Saat balapan dimulai ulang, Binder sempat menunjukkan kebangkitan impresif. Dari posisi ke-20, ia mampu merangsek hingga posisi ketujuh atau kedelapan sebelum kembali muncul bendera merah yang memaksa seluruh prosedur start diulang dari awal.
“Tapi setelah itu, balapan dimulai ulang, dan mendapat start yang luar biasa; melaju dari posisi ke-20 ke posisi ketujuh atau kedelapan,” jelas Binder.
“Lalu, jelas ada tanda bahaya. Jadi, mulai lagi dari awal.”
Pada restart berikutnya, pembalap Afrika Selatan tersebut tetap mampu menjaga ritme balapnya dan menyentuh garis finis di urutan kesembilan. Namun setelah adanya penalti pasca-balapan terhadap pembalap lain, Bard Binder akhirnya dipromosikan ke posisi ketujuh.
“Saya mendapat start yang lumayan dan berhasil finis di urutan kesembilan. Jadi, akhir pekan yang kacau. Mengingat saya lolos kualifikasi di urutan kedelapan dan memulai balapan dari urutan ke-20 sebanyak dua kali,” tuturnya.
Permasalahan yang dialami Binder memperlihatkan buruknya tingkat keandalan KTM sepanjang akhir pekan Grand Prix Catalunya. Sejumlah pembalap tim pabrikan Austria juga mengalami gangguan teknis yang memengaruhi hasil balapan mereka.
Maverick Vinales sebelumnya gagal menyelesaikan sprint race akibat kendala pada motornya. Sementara itu, Enea Bastianini harus mengakhiri grand prix lebih cepat setelah kehilangan tenaga dua lap sebelum bendera merah pertama dikibarkan.

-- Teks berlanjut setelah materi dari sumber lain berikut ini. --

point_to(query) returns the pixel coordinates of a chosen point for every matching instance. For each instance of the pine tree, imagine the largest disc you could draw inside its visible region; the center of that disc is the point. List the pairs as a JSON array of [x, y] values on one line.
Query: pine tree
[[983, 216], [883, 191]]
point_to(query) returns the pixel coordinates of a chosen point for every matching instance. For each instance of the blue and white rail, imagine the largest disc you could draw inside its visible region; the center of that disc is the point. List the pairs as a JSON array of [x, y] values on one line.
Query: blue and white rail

Masalah serupa juga menimpa motor KTM milik Pedro Acosta. Gangguan kelistrikan menyebabkan tenaga motor hilang secara tiba-tiba dan memicu insiden keras yang melibatkan Alex Marquez. Kecelakaan tersebut kemudian menjadi penyebab utama keluarnya bendera merah pertama di Catalunya.
Bagi Bard Binder, hasil finis ketujuh itu setidaknya menyamai pencapaian terbaiknya pada musim yang berjalan sulit. Situasi pembalap Afrika Selatan tersebut juga semakin menjadi sorotan karena masa depannya bersama KTM masih belum jelas.
Posisi Binder di tim pabrikan KTM disebut-sebut mulai terancam seiring munculnya peluang bagi Alex Marquez dan Fabio Di Giannantonio untuk bergabung. Di tengah dinamika bursa pembalap MotoGP, nama Binder juga belum terlalu menonjol dalam daftar kandidat utama tim lain.
Meski demikian, Binder tetap mencoba mengambil sisi positif dari akhir pekan yang kacau di Barcelona. Ia merasa telah menemukan peningkatan performa yang dapat menjadi modal penting untuk seri-seri berikutnya.
“Agak kacau, tetapi ke depannya, mudah-mudahan kita bisa mempertahankan hal-hal positif dari akhir pekan ini karena di beberapa area akhir pekan lalu saya memiliki kecepatan dan daya tahan yang sangat baik,” ujar Bard Binder.
“Jadi, saya juga mencatatkan waktu putaran yang sangat cepat dalam balapan itu.”
“Jadi, saya merasa kita telah membuat kemajuan yang baik, dan sekarang kita hanya perlu menyatukan semuanya.”